Loss of the “housekeeping” gene methylthioadenosine phosphorylase, or MTAP, is a common event in cancer. Patients with melanoma or bladder cancer whose tumor cells lack a functioning version of the gene tend not to respond to immune checkpoint inhibitors, although the reasons haven’t been clear.
In a study published in the journal Cancer Cell, researchers at Dana-Farber and the University of Texas MD Anderson Cancer Center found that the deletion of MTAP creates a buildup of the protein MTA within tumor cells. The cells secrete most of the MTA into the extracellular space, where it impedes the growth and activity of cancer-fighting T cells of the immune system.

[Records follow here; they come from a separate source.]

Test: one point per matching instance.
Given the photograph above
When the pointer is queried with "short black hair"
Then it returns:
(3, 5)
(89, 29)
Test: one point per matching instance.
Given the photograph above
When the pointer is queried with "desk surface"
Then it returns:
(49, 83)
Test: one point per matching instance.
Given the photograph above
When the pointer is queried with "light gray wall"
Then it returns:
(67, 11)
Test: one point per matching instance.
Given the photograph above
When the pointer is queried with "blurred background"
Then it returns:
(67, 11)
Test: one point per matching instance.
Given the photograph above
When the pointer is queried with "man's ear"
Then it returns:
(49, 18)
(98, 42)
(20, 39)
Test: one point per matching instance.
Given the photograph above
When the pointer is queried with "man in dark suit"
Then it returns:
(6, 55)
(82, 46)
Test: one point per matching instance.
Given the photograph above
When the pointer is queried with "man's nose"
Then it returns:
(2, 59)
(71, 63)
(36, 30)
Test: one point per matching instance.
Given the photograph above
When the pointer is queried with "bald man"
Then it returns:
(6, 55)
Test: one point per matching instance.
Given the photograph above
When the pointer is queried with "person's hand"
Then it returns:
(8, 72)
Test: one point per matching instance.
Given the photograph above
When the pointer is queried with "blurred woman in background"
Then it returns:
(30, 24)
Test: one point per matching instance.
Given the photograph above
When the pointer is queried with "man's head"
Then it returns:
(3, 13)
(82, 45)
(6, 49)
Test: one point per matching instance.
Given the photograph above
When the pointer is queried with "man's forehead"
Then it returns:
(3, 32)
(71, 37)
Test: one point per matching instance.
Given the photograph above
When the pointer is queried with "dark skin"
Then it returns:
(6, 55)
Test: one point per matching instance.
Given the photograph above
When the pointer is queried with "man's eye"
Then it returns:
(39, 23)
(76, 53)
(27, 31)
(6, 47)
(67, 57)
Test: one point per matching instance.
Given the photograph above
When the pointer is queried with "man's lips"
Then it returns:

The researchers hypothesized that MTA-degrading enzymes could reduce MTA levels in the tumor microenvironment, restoring T cell function and improving the effectiveness of immune checkpoint inhibitors. Tests of this approach in tumor models showed this to be the case: the number of active T cells rose, and tumor growth slumped.
The deletion of MTAP is primarily responsible for the decline in T cell function and lack of response to immune checkpoint inhibitors in patients whose tumor cells lack working copies of this gene. Drugs that deplete MTA have the potential to enhance the effectiveness of checkpoint inhibitors in these patients.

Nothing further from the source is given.